The 80’s had a clear aesthetic. I can’t imagine that the people living at that time were thinking to themselves at that time “my god, we are so corny right now!”, but that is how many people feel about it retrospectively. I find all this fascinating. The stuff we find great now will look awful in a few years. My go to example of this is usually the film ‘the crow’, but I think that I have blogged about that before. The long and short of that anecdote is that I have rewatched the ‘the crow’ and found it camp and pretty laughable, despite it being a movie i watched obsessively as a kid.

Well, ‘the crow’ can back down, I have a new example. And this time I think I am ahead of the curve on this sentiment. I think soon everyone is going to feel this way about this movie.

The movie is ‘Fight Club’.

The much beloved Fight Club is about a disaffected person who, unable to find meaning in a capitalist consumerist society, begins beating up first himself and ultimately others, until he becomes an anarchist and does a terrorism. This more or less describes both the movie and the book that spawned it, but for the rest of this post we are going to focus on the movie. Why? well, one scene in particular.
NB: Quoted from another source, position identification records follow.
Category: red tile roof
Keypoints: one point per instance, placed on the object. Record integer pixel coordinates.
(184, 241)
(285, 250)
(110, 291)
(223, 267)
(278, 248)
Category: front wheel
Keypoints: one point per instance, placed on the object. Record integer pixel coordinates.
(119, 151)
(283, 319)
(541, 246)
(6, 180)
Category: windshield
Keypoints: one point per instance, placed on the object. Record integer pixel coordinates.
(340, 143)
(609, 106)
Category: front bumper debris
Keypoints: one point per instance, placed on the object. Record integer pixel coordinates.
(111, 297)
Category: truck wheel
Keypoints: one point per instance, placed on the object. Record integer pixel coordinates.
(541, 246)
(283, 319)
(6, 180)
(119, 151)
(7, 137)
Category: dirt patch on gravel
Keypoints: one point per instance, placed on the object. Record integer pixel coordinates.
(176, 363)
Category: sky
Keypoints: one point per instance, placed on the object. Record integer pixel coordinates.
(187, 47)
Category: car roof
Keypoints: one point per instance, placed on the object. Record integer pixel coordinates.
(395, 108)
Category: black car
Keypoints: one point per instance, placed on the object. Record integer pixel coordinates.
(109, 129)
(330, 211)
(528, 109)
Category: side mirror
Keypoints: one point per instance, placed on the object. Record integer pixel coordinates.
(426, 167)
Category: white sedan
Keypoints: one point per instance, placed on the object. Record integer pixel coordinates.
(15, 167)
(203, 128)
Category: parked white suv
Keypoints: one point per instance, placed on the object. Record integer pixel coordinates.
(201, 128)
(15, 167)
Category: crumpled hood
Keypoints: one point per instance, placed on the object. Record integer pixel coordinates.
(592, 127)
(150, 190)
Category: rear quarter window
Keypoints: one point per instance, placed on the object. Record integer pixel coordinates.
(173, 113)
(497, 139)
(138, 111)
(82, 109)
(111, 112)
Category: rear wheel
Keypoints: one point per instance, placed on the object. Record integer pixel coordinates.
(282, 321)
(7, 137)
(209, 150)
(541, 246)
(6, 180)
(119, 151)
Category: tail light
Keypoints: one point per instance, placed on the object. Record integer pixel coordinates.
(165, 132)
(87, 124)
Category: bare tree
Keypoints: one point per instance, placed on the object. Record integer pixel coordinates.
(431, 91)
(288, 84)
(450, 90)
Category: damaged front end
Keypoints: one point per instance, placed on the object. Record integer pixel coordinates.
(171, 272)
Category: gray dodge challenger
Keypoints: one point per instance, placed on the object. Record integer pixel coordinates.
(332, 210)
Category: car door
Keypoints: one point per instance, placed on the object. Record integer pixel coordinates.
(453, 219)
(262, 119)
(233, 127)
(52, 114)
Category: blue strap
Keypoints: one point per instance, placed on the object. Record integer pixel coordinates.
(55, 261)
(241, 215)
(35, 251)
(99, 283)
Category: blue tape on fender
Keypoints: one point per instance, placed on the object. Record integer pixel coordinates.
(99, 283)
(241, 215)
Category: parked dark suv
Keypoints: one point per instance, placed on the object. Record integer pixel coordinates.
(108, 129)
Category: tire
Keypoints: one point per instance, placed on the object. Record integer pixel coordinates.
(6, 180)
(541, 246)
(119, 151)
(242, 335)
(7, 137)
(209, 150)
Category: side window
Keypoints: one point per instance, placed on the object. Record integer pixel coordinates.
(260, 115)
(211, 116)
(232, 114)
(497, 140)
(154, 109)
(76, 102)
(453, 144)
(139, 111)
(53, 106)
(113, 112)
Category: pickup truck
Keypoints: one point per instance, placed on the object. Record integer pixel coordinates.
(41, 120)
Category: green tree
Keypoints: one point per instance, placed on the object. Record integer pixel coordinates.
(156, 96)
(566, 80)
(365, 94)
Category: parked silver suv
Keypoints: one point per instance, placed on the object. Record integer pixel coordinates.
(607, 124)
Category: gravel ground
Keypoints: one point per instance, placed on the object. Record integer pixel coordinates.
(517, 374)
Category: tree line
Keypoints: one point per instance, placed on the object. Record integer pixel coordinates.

There is a famous anti-consumerist scene in the movie, where the camera pans over the protagonists apartment and all the furniture sprouts IKEA labels, and the narrator cries woe over the fact none of this stuff is authentic. Woe is him.

I think that resonated with all of us. We wanted authentic lives! We didn’t want meaningless IKEA crap! We wanted to be counter-cultural, anti-establishment, all that jazz. This was really speaking to us – well, minus some of the crazy stuff.

Fast forward to now. I’ve lost count of how many recessions I have lived through. I can’t afford IKEA. I can’t afford much of anything. I am not alone. Many people of my generation still live at home with their parents. Inauthentic apartment filled with crap? Yes, please! If only.

The protagonist of fight club works a horrible, soul-grinding job that gives him no satisfaction except the fat, fat paycheck. The job literally has the protagonist turn real human beings into nothing but numbers. But again, he does have a really nice apartment. In 2023, we still have the horrible jobs, but we don’t get the IKEA apartment.

I want the IKEA apartment. There, I said it.

I have a soul grinding job. I often reduce humans to numbers, and do other horrible things. But I don’t get the money. I want the money. I will likely never retire. The funds aren’t there. As I write this, I don’t have it all that bad compared to other people these days. Still, I watch the IKEA scene of Fight Club and a practically get an erection. And I don’t think I am alone.

In short, the meaninglessness of life is something we all have to cope with the. But lack of money is a true curse. We are all going to be looking at Fight Club soon and wondering what the fuck that spoiled shit was moaning about.